To create meaningful search snippets from the terms being queried, the highlighter needs to know the start and end character offsets of each word in the original text. These offsets can be obtained from:

  • The postings list. If index_options is set to offsets in the mapping, the unified highlighter uses this information to highlight documents without re-analyzing the text. It re-runs the original query directly on the postings and extracts the matching offsets from the index, limiting the collection to the highlighted documents. This is important if you have large fields because it doesn’t require reanalyzing the text to be highlighted. It also requires less disk space than using term_vectors.
  • Term vectors. If term_vector information is provided by setting term_vector to with_positions_offsets in the mapping, the unified highlighter automatically uses the term_vector to highlight the field. It’s fast especially for large fields (> 1MB) and for highlighting multi-term queries like prefix or wildcard because it can access the dictionary of terms for each document. The fvh highlighter always uses term vectors.
  • Plain highlighting. This mode is used by the unified when there is no other alternative. It creates a tiny in-memory index and re-runs the original query criteria through Lucene’s query execution planner to get access to low-level match information on the current document. This is repeated for every field and every document that needs highlighting. The plain highlighter always uses plain highlighting.

Warning
Plain highlighting for large texts may require substantial amount of time and memory. To protect against this, the maximum number of text characters that will be analyzed has been limited to 1000000. This default limit can be changed for a particular index with the index setting index.highlight.max_analyzed_offset.
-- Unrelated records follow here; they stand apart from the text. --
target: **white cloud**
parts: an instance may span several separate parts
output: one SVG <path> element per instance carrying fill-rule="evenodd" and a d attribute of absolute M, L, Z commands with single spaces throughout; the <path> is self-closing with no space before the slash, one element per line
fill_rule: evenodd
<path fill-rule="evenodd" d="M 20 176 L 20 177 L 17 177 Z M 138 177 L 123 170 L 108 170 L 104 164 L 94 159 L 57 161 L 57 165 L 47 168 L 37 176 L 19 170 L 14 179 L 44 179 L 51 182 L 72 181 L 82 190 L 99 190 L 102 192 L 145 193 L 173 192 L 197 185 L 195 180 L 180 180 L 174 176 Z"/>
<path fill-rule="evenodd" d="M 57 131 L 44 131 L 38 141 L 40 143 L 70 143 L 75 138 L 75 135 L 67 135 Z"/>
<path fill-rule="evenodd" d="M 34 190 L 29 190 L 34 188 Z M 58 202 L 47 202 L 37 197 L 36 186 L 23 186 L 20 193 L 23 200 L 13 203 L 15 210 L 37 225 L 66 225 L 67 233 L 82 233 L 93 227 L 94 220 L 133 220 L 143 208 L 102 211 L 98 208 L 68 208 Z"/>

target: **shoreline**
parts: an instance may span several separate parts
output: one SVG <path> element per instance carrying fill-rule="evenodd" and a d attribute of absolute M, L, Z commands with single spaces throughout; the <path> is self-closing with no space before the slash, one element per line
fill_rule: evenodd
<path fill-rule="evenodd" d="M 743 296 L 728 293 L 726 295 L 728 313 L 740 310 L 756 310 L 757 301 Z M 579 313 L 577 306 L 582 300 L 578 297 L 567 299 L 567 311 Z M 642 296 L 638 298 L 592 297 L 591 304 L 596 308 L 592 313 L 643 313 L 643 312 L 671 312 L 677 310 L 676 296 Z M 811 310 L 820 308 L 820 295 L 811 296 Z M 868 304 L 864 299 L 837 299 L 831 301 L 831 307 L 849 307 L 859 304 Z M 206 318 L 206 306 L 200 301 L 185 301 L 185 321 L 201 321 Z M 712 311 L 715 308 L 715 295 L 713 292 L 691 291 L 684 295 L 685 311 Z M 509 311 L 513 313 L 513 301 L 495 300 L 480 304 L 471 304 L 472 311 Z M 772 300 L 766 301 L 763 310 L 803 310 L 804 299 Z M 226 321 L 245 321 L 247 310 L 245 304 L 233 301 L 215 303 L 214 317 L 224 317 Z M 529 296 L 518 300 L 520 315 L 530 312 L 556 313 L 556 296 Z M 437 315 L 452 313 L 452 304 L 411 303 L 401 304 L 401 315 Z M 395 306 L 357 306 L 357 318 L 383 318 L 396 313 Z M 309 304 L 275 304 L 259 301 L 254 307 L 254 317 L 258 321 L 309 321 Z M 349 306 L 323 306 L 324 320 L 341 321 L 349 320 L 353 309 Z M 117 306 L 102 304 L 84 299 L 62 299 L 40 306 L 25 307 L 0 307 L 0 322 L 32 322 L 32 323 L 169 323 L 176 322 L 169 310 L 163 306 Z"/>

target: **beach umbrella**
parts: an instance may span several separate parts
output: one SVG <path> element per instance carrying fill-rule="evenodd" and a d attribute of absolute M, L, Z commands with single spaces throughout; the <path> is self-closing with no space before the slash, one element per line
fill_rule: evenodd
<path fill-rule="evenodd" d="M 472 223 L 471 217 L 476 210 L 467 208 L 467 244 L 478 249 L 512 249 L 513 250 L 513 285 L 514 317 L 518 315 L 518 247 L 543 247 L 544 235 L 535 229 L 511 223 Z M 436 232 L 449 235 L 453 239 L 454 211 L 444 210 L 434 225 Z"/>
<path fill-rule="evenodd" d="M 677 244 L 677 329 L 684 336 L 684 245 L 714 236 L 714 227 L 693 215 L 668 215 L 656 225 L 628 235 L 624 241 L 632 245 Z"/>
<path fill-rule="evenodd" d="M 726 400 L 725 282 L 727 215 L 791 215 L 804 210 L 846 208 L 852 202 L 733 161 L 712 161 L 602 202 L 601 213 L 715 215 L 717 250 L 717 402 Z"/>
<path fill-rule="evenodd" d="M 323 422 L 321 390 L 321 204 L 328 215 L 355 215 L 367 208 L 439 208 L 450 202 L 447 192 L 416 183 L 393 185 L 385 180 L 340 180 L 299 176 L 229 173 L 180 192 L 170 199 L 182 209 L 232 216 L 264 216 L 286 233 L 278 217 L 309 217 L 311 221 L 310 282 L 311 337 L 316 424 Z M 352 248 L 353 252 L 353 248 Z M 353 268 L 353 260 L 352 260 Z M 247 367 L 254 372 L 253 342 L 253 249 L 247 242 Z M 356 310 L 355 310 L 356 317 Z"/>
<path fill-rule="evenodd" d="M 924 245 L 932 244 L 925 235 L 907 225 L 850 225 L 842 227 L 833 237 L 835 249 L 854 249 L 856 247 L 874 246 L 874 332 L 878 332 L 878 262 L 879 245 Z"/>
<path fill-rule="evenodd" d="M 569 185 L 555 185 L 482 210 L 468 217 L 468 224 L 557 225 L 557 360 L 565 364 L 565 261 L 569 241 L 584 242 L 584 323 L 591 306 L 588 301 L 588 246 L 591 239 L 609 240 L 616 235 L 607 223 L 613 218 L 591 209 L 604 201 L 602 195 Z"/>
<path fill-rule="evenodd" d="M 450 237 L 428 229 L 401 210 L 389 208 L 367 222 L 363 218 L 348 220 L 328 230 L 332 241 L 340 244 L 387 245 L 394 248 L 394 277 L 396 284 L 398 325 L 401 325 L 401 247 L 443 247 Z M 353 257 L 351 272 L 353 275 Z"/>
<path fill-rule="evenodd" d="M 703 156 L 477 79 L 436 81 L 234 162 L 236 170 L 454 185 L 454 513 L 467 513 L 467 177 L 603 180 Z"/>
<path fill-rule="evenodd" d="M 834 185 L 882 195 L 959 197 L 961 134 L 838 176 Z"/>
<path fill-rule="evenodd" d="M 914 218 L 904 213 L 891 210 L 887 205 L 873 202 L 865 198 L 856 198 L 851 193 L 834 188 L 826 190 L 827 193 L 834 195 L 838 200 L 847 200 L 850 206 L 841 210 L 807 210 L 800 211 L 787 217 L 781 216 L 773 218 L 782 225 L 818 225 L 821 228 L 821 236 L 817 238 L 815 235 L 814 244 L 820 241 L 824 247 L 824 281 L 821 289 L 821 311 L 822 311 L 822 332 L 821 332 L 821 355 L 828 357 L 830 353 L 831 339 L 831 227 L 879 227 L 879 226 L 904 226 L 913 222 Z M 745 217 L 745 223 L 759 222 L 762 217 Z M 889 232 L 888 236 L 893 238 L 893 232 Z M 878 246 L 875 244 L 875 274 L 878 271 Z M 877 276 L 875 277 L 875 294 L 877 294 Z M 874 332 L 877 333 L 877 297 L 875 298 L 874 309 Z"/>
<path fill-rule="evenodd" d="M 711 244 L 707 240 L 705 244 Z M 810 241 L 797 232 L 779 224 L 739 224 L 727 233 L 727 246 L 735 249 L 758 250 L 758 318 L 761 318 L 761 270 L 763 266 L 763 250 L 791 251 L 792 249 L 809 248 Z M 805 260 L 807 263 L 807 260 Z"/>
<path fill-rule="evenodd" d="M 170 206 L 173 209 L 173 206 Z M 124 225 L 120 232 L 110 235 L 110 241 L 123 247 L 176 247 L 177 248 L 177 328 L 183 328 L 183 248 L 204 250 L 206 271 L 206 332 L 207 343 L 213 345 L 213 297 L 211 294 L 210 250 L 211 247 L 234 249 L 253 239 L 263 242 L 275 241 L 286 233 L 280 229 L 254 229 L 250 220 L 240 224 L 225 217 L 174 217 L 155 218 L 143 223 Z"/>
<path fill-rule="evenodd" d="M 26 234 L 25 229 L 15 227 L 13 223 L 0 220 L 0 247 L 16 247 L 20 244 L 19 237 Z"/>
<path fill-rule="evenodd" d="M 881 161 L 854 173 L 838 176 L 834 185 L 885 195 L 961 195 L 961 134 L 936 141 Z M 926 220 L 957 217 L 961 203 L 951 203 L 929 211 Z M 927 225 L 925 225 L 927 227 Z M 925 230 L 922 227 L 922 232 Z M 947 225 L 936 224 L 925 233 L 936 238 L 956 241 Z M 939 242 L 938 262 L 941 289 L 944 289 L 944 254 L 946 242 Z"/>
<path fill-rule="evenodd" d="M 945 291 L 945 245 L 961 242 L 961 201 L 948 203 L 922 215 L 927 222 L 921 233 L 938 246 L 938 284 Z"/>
https://www.elastic.co/guide/en/elasticsearch/reference/current/highlighting.html

Structs§

DefaultHighlighter
Highlighting settings can be set on a global level and overridden at the field level
FastVectorHighlighter
The fvh highlighter uses the Lucene Fast Vector highlighter. This highlighter can be used on fields with term_vector set to with_positions_offsets in the mapping. The fast vector highlighter:
Highlight
Highlight structure
MatchedFields
Reexports Matched fields logic with type conversions
PlainHighlighter
The plain highlighter uses the standard Lucene highlighter. It attempts to reflect the query matching logic in terms of understanding word importance and any word positioning criteria in phrase queries.
PrePostTags
Contains pre_tags and post_tags highlighting values
UnifiedHighlighter
The unified highlighter uses the Lucene Unified Highlighter. This highlighter breaks the text into sentences and uses the BM25 algorithm to score individual sentences as if they were documents in the corpus. It also supports accurate phrase and multi-term (fuzzy, prefix, regex) highlighting. This is the default highlighter.

Enums§

Encoder
Indicates if the snippet should be HTML encoded.
Fragmenter
Specifies how text should be broken up in highlight snippets.
FvhBoundaryScanner
Specifies how to break the highlighted fragments. Defaults to sentence.
Highlighter
Highlighter settings
Order
Sorts highlighted fragments by score when set to score. By default, fragments will be output in the order they appear in the field (order: none). Setting this option to score will output the most relevant fragments first. Each highlighter applies its own logic to compute relevancy scores. See the document How highlighters work internally for more details how different highlighters find the best fragments.
Tags
Set to styled to use the built-in tag schema or use custom tags
UnifiedBoundaryScanner
Specifies how to break the highlighted fragments. Defaults to sentence.